¤ Capítulo Único



Estrela na Tempestade

Os trovões começaram a estourar, ressoando nas paredes que o cercavam. Refestelado no sofá da Sala Comunal, James Potter apenas ignorava a tempestade. Normalmente estaria seriamente preocupado em uma situação como aquela, mas algo mais premente lhe ocupava o pensamento. A chuva jamais lhe deixara dormir confortável. Era um som incômodo, que o lembrava de centenas de outros ruídos semelhantes. Parecia o bradar de uma multidão, enfurecida e triste ao mesmo tempo. Estes sons lhe tiravam a coragem e a paz – murmúrios de morte, cada vez mais presentes na guerra que assomava.

Mais do que nunca, era durante as tempestades que James amava tê-la por perto.
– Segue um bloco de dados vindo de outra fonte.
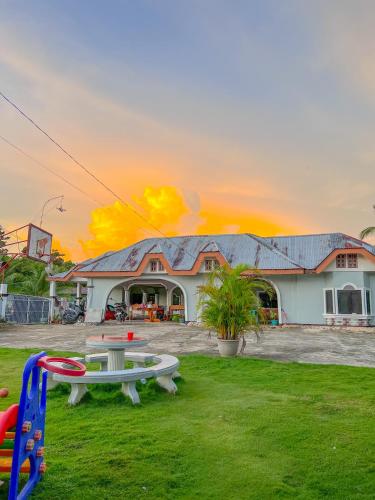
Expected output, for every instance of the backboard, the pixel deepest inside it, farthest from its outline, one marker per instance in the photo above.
(39, 244)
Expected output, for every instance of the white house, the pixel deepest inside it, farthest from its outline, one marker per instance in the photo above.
(318, 279)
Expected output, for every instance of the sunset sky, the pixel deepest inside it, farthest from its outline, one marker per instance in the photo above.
(207, 116)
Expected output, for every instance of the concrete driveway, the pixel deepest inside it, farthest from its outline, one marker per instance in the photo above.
(324, 345)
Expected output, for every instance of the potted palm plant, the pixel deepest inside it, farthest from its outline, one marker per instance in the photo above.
(229, 304)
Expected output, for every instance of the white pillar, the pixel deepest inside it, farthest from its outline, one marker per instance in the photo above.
(52, 295)
(3, 299)
(169, 298)
(78, 293)
(90, 292)
(127, 298)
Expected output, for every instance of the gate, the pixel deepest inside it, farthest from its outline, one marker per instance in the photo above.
(27, 309)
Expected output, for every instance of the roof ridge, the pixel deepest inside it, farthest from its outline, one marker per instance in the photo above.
(274, 249)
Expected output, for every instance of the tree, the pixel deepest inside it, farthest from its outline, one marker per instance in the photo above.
(229, 302)
(368, 231)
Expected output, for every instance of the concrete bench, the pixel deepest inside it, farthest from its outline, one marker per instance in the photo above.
(138, 358)
(163, 371)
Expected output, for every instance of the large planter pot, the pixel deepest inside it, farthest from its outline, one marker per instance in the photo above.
(228, 347)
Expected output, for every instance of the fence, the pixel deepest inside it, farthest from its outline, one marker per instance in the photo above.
(27, 309)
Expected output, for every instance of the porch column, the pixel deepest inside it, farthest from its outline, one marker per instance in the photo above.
(3, 299)
(169, 298)
(78, 293)
(52, 298)
(90, 293)
(127, 297)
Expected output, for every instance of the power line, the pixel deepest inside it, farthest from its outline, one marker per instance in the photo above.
(17, 148)
(85, 169)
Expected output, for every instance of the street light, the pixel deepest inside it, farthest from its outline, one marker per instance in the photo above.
(59, 208)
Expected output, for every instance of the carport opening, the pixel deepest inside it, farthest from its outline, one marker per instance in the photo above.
(165, 301)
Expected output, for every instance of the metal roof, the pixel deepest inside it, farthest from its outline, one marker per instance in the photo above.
(311, 249)
(274, 253)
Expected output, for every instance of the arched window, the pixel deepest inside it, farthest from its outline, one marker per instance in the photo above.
(349, 300)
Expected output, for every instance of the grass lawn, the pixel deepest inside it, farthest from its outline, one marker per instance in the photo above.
(237, 429)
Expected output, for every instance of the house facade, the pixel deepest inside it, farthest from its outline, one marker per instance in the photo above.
(317, 279)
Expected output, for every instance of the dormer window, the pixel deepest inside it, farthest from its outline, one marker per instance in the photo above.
(156, 266)
(341, 261)
(352, 260)
(210, 264)
(349, 260)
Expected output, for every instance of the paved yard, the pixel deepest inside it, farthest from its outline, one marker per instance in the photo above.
(303, 344)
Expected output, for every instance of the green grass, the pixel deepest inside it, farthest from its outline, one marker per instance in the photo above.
(237, 429)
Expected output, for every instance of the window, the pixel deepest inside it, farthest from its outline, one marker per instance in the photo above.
(368, 302)
(156, 265)
(177, 299)
(329, 305)
(210, 264)
(349, 300)
(341, 261)
(352, 260)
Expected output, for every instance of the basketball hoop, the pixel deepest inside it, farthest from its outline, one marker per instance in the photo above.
(29, 241)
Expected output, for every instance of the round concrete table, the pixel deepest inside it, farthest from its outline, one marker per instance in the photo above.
(116, 346)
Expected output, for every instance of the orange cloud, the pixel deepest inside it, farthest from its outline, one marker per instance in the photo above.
(115, 226)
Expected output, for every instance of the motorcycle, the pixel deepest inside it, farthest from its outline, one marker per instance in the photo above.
(120, 312)
(72, 314)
Incrível como, em poucos meses, Lily deixara de ser uma simples namorada. Ela compreendia cada pequeno gesto ou expressão sua, conseguia facilmente ver através de seus olhos ou palavras. Mesmo que tentasse, ele sabia que nunca conseguiria esconder algo da ruiva. E conhecendo-o assim, sabendo de cor suas manias e medos, ela tornou-se seu porto-seguro. Como boa grifinória, ela era forte.

Forte o suficiente para conter as lágrimas, encarar a guerra como uma realidade – não um pesadelo. Forte o suficiente para sorrir bondosamente e acalmá-lo. Para ignorar os raios que riscavam os céus e, sem precisar de palavra alguma, dar a James a força necessária para fazer o mesmo. Tendo as mãos suaves dela sobre seus cabelos, o moreno facilmente esquecia de todo aquele terror. Lá, estavam ambos seguros.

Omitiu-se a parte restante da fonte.